During the last few decades, the mass demand for and use of personal electronic devices has led to increased efforts to develop faster electronics containing large amounts of power in an increasingly reduced size. This has made the issue of cooling electronic circuits a crucial problem in the design of novel devices. The lifetime of an integrated circuit depends upon its operating temperature, and this leads to a design dilemma: either one increases the size of a device to accommodate additional cooling components, or one must sacrifice the lifetime of its integrated circuits. Furthermore, as consumers demand more and more functionality from their products, the number of integrated circuits tends to increase over time, further increasing the need for more efficient cooling.

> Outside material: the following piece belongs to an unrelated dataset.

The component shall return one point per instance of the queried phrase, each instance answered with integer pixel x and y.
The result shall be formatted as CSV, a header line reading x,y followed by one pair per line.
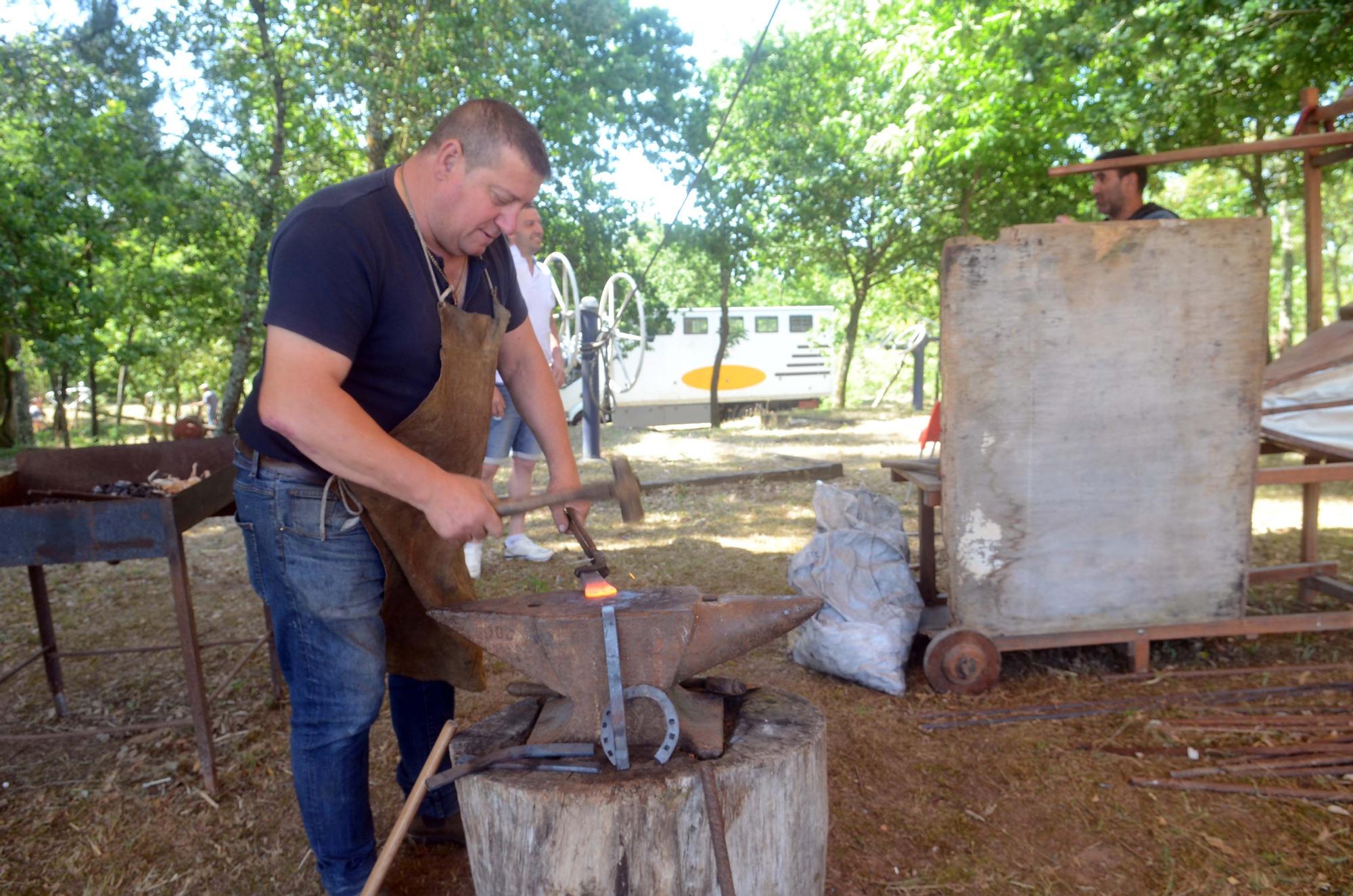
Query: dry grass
x,y
1002,809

Cooling integrated circuits
In large consumer products, such as kitchen appliances and telephones, the market may accept a moderate increase in product size in return for additional functionalities. In these cases, cooling can be maximised by optimally arranging the electronic circuits within an air stream, or by adding thermal spreaders to transfer the heat to the exterior packaging. In personal devices – for instance, high-end notebook computers with powerful microprocessors, graphical processing units and advanced communication capabilities – more space-efficient cooling strategies need to be adopted. To maintain the small size and weight, notebook computers often contain lower-powered electronic components running at lower frequency and performance. High-end products using high-power components, on the other hand, suffer from a reduced lifespan, which is a trade-off caused by the lack of device enlargement for adequate cooling.
Effective cooling is essential to increase the lifespan of integrated circuits in modern high-end electronic devices.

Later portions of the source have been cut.